In other studies, Wichadee (2010), priority was given to organization and communication skills as favored by students. Teachers’ personality and teacher-student relationships were considered to be playing a more vital role than instructional competence in a study done by Chen and Lin (2009); the teachers surveyed similarly believed that enthusiasm, friendliness, openness, respectfulness, and responsiveness were the leading qualities of effective English language teachers.

Considering the competing qualities reviewed and scrutinized in different contexts, it seems that more can be said about what makes a mediocre teacher rather than what specifically characterizes an effective one.  However, given the cultural, socio economic and affective factors and the continuing interplay among these, teachers might need to show higher flexibility to downplay or highlight certain characteristics and teaching behaviors according to the changing levels of learners, their age range and the expectations students bring to a language class.

With all this in mind, practitioners and classroom researchers seem to reach this agreement through intuition and practice that the modern EFL learner values certain non linguistic attributes more than others when forming her general assessment of a teacher’s performance. It can be grasped cautiously from the existing literature and anecdotal evidence that creating a positive learning attitude that results in students’ confidence counts as a key element in a teacher’s success. Such qualities are far more likely to result in a perceived level of success and satisfaction than having just a native like accent or a sound pedagogical knowledge.

Pedagogically speaking, students have seemed to favor special qualities over others in the teaching practices of their EFL instructors. Within an EFL context, based on students’ reports, a great deal of a teachers’ effectiveness has been usually attributed to clarity of instructions and directions for practices and drills in a class. Clarity in assessment criteria as an indicator of fairness is frequently reported to be a determining factor in characterizing levels of effectiveness by learners across different levels.

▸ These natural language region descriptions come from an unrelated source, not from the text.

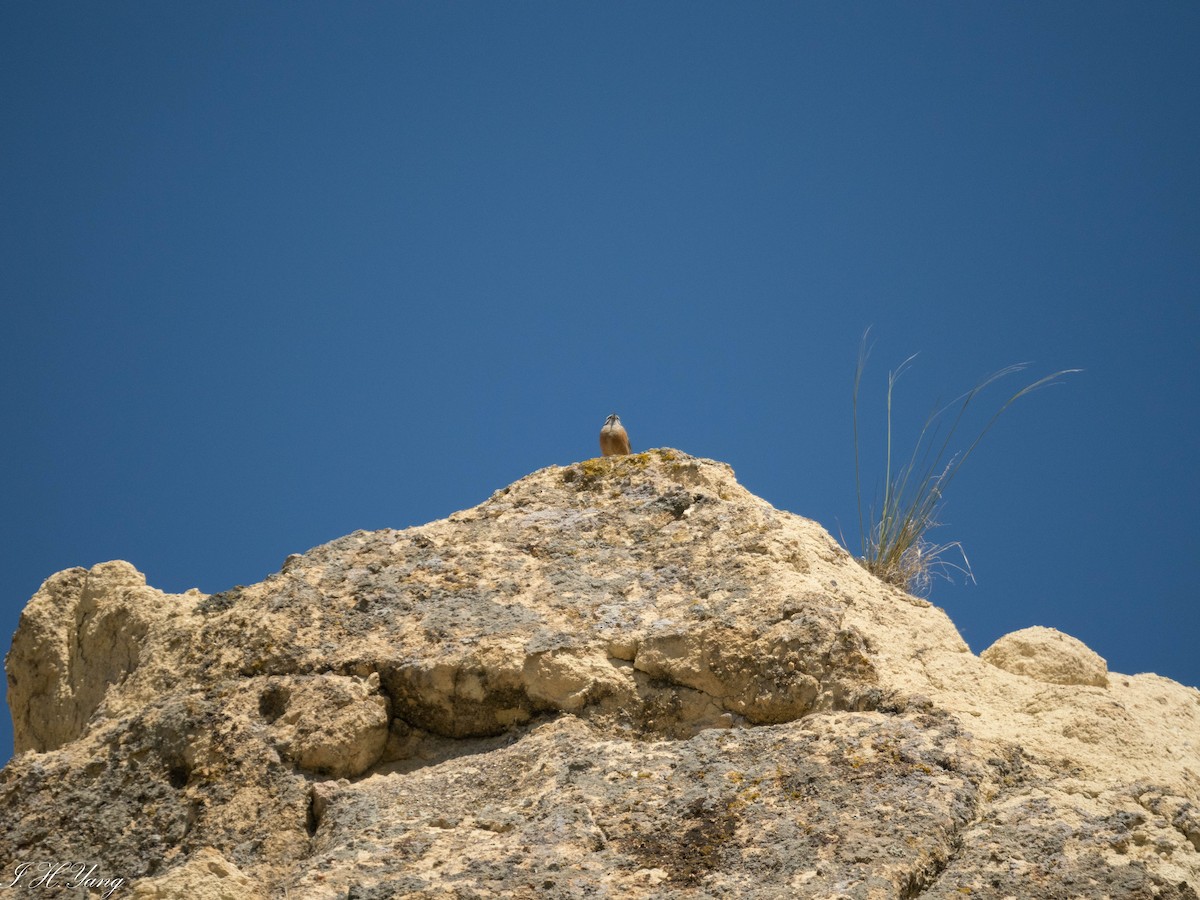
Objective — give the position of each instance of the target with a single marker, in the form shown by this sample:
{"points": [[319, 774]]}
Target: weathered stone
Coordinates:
{"points": [[624, 678], [1048, 655]]}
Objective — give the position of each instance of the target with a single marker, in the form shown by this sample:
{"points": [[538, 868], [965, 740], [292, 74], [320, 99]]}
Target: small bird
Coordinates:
{"points": [[613, 438]]}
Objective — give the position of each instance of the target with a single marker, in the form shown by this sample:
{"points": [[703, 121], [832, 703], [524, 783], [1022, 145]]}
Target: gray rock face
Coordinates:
{"points": [[622, 678]]}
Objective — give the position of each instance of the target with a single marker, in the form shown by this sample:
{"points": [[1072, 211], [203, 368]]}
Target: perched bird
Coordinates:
{"points": [[613, 438]]}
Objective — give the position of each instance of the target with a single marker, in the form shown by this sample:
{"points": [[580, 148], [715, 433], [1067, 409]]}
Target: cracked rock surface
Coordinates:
{"points": [[623, 678]]}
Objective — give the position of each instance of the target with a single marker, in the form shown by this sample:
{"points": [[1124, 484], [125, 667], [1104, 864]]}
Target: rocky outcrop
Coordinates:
{"points": [[622, 678]]}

Given the above, EFL teachers and learners have developed a keener sense about the concept of teaching effectiveness in the 21st century. Broader frameworks now seek to not only to look at students’ surveys but also to probe into teachers’ reflections of their own effectiveness and inadequacies. A teacher’s view of her own effectiveness can be refined and adjusted only when we heighten our awareness of the fact that effectiveness is a relative concept. Such understanding helps us view effective teaching as a journey towards professional growth; and thus, teacher effectiveness should be perceived as a fluid dynamic rather than a fixed stage.

 

References:

Hunt, B.C. (2009). Teacher Effectiveness: A Review of the International Literature and its Relevance for Improving Education in Latin America (Working Paper No. 43). Washington, DC: Partnership for Educational Revitalization in the Americas.

Shishavan, H.B. and Sadeghi, K. (2009) “Characteristics of an effective English language teacher as perceived by Iranian teachers and learners of English”, in English Language Teaching, 2, 4: 130-143.

Chen, Y.-J. and Lin, S.-C. (2009). “Exploring characteristics for effective EFL teachers from the perceptions of junior high school students in Tainan”, in STUT Journal of Humanities and Social Sciences, 2: 219-249.